A Melito, paesino della provincia di Reggio Calabria, i genitori di Maddalena non rappresentano l’alta borghesia italiana eppure la parola discredito di fronte alle ben peggiori violenze di gruppo che la povera Maddalena è stata costretta a subire è la stessa che ha accompagnato i silenzi nella vicenda di Patty. Melito fa finta di non vedere, finché il caso non esplode e tutti i colpevoli vengono arrestati; la famiglia di Patty e quella di Maddalena cercano soluzioni bonarie per evitare il clamore mediatico e anche di perdere la faccia in città; le due ragazze hanno entrambe difficoltà a raccontare alla propria madre le violenze subite. Forse perché considerate troppo prese da questioni personali. L’unica cosa che manca nella storia di Patty è il rampollo della famiglia di ‘ndrangheta che incute timore. A Melito – dicono – la presenza del figlio del boss ha impedito ai genitori di denunciare subito gli abusi e alla ragazza di parlarne con qualcuno perché lui, quel Giovanni, faceva paura. La comunità è in silenzio – dicono – per colpa della ‘ndrangheta.

Io invece credo che le storie di Patty e di Maddalena, in contesti diversi e con diverse sfumature, siano molto legate.
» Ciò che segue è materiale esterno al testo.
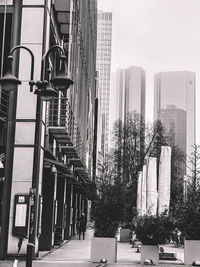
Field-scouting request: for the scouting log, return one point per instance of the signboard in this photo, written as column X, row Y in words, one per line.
column 21, row 215
column 6, row 2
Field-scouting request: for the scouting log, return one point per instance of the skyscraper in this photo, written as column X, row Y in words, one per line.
column 130, row 91
column 174, row 104
column 103, row 66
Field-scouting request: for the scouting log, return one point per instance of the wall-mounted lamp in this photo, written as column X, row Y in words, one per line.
column 60, row 82
column 53, row 169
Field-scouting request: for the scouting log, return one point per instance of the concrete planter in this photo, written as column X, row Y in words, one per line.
column 104, row 247
column 191, row 251
column 124, row 235
column 150, row 252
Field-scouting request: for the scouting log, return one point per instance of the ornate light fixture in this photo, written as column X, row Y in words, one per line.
column 60, row 82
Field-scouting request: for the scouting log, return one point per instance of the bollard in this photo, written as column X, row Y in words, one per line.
column 29, row 254
column 19, row 247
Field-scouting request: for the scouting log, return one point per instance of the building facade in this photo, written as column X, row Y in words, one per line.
column 47, row 148
column 174, row 105
column 103, row 66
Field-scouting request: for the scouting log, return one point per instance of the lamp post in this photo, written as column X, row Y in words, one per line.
column 45, row 90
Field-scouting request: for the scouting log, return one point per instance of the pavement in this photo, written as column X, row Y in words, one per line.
column 76, row 253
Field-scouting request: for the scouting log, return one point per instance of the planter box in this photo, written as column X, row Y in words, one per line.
column 150, row 252
column 102, row 247
column 124, row 235
column 191, row 251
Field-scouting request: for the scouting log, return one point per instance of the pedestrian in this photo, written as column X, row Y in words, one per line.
column 82, row 225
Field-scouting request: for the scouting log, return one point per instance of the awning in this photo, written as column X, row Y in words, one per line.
column 61, row 135
column 62, row 9
column 60, row 166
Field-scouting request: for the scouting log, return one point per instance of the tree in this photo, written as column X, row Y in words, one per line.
column 187, row 209
column 133, row 143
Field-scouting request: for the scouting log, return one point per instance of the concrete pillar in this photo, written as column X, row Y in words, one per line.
column 139, row 192
column 152, row 193
column 144, row 190
column 164, row 179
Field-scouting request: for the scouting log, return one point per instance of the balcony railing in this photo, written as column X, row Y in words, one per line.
column 59, row 116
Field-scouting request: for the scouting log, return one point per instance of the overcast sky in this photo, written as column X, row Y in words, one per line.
column 157, row 35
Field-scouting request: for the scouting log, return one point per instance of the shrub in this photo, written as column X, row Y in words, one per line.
column 154, row 230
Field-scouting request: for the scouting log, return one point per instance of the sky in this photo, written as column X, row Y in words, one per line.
column 157, row 35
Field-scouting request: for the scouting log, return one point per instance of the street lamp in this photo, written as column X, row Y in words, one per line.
column 45, row 90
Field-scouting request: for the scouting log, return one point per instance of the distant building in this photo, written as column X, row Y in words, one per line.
column 175, row 121
column 174, row 105
column 103, row 66
column 130, row 91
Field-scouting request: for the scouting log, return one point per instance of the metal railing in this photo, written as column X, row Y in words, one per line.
column 60, row 114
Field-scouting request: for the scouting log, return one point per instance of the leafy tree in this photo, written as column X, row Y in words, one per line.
column 187, row 209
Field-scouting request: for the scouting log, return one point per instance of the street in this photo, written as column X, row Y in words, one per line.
column 77, row 253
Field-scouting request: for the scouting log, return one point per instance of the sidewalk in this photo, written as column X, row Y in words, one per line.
column 76, row 253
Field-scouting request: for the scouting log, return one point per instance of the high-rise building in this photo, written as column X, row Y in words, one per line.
column 130, row 91
column 174, row 105
column 103, row 66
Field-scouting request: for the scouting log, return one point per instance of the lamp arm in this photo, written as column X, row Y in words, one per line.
column 31, row 83
column 45, row 57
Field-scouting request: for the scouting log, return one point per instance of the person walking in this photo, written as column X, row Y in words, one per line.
column 82, row 225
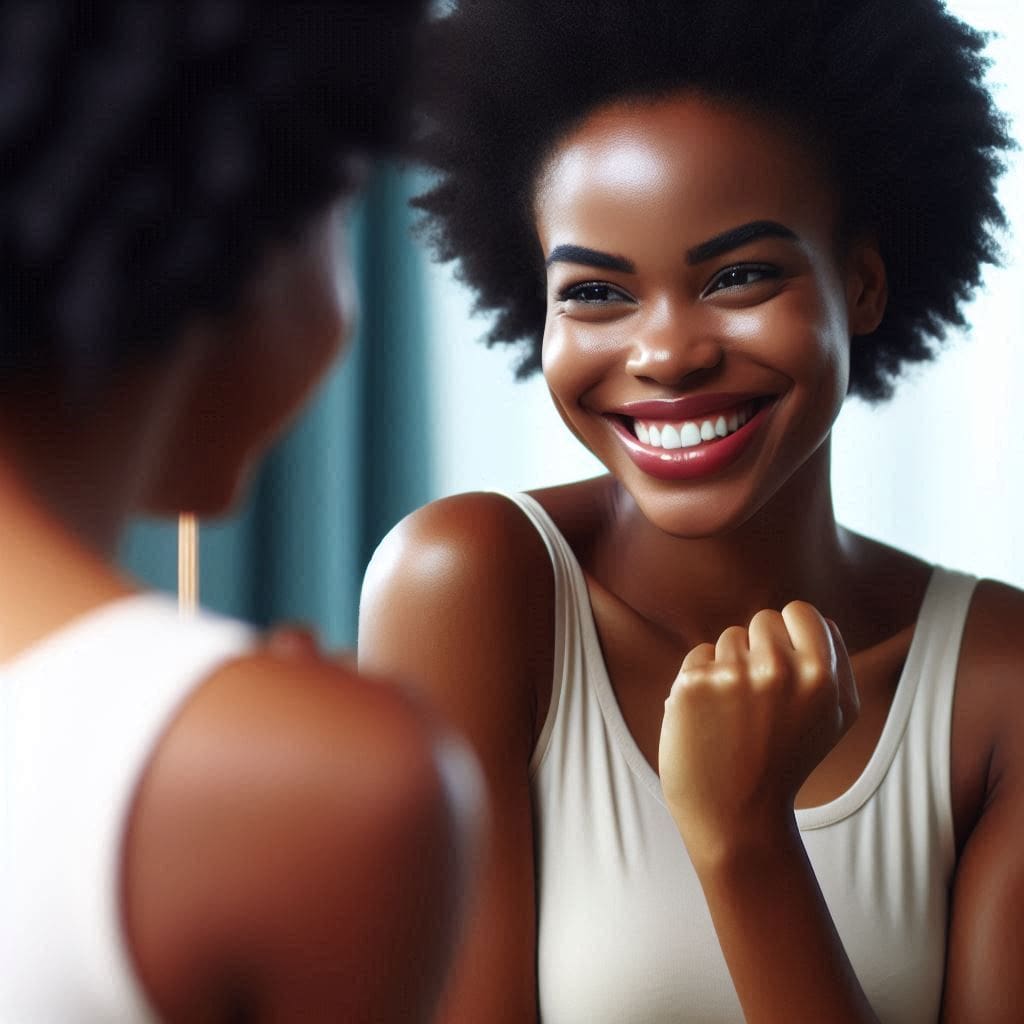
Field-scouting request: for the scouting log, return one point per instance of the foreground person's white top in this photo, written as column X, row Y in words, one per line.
column 624, row 931
column 80, row 715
E stanno lì a dimostrarci che sia in casa, qui da noi, sia Oltreoceano, la violenza contro le donne, soprattutto fra quelle giovanissime, rappresenta ancora un tabù. Un motivo di vergogna, anche all’interno delle famiglie. Forse non abbiamo capito abbastanza cosa è accaduto a Melito di Porto Salvo. E non sappiamo cosa pensa Maddalena quando legge i nostri articoli. È facile spiegare tutto parlando di ‘ndrangheta. Noi giornalisti, in maniera certamente inconscia, troviamo questa scorciatoia per dare un senso ad ogni cosa che accade al Sud, in particolare in Calabria.

Eppure la città, contrariamente da quanto si è scritto, ha reagito. Quattrocento persone in piazza a Melito non sono poche, se si tiene conto che nel paese teatro delle violenze sulla minore vivono appena dodici mila persone, quindi molti sono imparentati con almeno uno degli undici indagati. Per questo chi è sceso in piazza ha avuto coraggio. Si tratta di gente che prima delle passerelle politiche, prima della discesa provvidenziale delle ministre, prima delle giornate nazionali per contrastare la violenza contro le donne, ci ha messo la faccia.
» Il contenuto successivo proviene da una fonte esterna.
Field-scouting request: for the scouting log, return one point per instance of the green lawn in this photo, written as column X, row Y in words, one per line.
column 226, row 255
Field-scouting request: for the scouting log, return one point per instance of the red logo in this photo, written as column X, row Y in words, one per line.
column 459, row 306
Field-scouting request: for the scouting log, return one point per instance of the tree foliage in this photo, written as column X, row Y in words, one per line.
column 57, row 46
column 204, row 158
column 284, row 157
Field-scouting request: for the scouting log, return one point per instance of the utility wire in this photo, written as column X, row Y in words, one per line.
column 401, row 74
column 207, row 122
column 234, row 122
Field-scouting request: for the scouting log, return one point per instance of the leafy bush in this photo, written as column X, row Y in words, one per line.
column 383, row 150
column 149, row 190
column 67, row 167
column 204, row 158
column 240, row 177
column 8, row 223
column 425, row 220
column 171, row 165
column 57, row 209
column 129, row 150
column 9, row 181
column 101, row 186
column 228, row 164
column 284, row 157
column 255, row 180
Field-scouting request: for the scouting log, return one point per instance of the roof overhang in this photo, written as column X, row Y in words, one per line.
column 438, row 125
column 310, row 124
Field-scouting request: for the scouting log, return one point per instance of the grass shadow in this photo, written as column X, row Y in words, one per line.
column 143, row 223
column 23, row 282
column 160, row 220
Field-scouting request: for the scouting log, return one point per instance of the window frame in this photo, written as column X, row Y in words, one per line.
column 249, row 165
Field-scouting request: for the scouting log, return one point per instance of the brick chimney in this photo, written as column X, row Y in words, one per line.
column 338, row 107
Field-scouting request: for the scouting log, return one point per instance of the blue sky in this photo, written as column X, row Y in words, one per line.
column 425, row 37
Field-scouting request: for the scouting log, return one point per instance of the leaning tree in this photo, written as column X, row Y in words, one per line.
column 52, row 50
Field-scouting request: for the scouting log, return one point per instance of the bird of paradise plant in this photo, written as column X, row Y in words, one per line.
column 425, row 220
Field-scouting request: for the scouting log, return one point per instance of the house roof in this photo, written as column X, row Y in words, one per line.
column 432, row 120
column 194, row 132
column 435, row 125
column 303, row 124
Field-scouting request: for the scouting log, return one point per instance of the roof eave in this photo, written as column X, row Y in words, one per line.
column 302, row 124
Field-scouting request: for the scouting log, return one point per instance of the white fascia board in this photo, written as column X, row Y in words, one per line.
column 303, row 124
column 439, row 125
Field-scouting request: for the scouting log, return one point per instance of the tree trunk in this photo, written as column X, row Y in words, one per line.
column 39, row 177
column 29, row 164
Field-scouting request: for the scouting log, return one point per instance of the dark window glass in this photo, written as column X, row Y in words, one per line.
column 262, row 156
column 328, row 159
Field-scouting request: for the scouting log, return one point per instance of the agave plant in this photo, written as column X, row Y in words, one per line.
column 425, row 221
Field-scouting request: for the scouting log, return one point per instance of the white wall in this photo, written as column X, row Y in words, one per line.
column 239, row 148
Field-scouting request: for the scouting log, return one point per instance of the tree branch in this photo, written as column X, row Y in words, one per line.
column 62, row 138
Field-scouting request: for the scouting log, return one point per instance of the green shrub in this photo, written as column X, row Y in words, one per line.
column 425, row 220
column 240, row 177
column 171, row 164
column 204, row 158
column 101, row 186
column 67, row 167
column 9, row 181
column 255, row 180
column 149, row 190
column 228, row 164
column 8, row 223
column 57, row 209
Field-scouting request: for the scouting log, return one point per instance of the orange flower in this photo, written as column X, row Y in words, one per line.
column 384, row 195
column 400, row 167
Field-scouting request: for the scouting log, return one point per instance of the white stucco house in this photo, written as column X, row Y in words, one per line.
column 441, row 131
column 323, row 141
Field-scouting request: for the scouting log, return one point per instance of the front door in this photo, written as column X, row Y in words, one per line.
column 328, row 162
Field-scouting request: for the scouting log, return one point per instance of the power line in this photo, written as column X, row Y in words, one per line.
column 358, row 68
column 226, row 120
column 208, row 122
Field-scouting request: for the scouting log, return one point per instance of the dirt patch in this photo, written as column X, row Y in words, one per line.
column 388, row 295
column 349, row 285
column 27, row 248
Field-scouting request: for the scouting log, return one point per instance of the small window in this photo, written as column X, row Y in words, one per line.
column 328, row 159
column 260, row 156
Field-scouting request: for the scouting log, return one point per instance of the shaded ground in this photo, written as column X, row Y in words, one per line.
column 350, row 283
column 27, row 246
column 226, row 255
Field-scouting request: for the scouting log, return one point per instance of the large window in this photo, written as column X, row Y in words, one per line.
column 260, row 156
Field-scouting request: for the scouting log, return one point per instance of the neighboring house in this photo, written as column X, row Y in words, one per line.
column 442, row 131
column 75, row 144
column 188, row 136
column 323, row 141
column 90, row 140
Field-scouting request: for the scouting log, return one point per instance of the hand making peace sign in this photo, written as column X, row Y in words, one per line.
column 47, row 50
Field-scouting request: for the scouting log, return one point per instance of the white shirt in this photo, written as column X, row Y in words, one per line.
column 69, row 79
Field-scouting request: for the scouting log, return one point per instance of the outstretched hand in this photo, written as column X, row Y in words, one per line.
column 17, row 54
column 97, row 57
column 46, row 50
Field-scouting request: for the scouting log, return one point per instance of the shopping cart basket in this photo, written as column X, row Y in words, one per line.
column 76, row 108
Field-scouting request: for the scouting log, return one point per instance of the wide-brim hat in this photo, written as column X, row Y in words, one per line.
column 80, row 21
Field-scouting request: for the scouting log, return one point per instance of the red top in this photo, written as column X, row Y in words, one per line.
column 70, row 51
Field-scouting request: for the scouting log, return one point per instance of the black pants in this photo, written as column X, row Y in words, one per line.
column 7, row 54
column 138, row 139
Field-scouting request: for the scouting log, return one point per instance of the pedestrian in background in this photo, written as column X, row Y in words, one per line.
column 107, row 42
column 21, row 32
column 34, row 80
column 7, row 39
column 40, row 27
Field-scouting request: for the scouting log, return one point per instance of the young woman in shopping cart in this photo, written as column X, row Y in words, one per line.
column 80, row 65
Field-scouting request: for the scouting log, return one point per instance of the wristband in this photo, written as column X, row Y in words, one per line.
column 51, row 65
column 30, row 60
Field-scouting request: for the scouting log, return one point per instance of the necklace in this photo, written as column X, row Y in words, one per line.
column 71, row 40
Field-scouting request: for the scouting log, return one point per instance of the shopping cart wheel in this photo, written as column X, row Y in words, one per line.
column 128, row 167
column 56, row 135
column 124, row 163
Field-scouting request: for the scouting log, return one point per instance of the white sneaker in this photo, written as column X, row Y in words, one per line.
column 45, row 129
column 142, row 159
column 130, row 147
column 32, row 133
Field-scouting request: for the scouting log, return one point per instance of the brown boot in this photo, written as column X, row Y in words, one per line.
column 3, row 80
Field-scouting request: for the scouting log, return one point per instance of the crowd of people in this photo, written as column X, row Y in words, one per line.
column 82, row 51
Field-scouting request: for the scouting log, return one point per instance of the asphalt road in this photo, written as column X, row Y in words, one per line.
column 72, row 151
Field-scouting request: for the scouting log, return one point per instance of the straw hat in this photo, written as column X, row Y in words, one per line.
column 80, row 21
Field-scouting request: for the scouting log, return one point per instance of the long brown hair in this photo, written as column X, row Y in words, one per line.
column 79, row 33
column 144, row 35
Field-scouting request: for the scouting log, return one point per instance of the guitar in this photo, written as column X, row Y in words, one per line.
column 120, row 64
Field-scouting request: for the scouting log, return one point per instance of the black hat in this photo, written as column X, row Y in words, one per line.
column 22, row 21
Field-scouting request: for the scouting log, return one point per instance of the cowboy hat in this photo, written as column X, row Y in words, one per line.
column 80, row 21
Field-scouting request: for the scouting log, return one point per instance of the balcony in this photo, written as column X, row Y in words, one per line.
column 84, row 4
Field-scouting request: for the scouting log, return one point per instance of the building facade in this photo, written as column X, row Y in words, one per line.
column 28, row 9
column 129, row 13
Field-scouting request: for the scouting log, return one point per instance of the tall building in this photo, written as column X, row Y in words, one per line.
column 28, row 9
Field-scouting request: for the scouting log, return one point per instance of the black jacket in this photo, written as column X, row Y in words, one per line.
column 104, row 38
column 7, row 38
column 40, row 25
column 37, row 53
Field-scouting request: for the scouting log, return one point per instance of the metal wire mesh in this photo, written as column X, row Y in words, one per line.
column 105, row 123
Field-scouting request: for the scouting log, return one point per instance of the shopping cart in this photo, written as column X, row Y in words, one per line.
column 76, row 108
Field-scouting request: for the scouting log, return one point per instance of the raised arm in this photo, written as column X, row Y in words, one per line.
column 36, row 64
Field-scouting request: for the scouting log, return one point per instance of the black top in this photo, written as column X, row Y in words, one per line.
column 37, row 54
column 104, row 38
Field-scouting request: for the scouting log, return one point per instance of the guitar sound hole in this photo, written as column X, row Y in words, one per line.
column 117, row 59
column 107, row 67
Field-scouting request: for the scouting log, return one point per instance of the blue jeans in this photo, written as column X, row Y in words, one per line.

E ce la mette sempre. In questa triste storia ci siamo dimenticati tutti della protagonista, Maddalena, delle sue emozioni, del suo stato d’animo attuale. Non potendo scrivere ciò che pensa ci siamo messi a contare quante fiaccole erano accese e quanti, invece, hanno abbassato la tapparella preferendo il buio delle proprie coscienze. Il silenzio che ha avvolto questa storia non è il prodotto della società ‘ndranghetista. Per chiamarci fuori dall’inferno di Maddalena abbiamo parlato d’altro, come sempre. Pensate, per Patty non ci fu nemmeno una piccola manifestazione. Però presto andò via da quella casa dei genitori così distratti e fece molte esperienze. Spero che anche Maddalena abbia qualche passione che la porti a pensare a se stessa e a dimenticare l’incubo che ha vissuto. Così come mi auguro che a parte le sfilate nazionali venga fatto qualcosa di concreto per aiutare le donne, rafforzando i centri di ascolto pubblici e antiviolenza. Sapete, in Calabria, negli atti aziendali delle Asl calabresi non si è proprio tenuto conto dell’assistenza psicologica pubblica. Non chiamatela sempre ‘ndrangheta!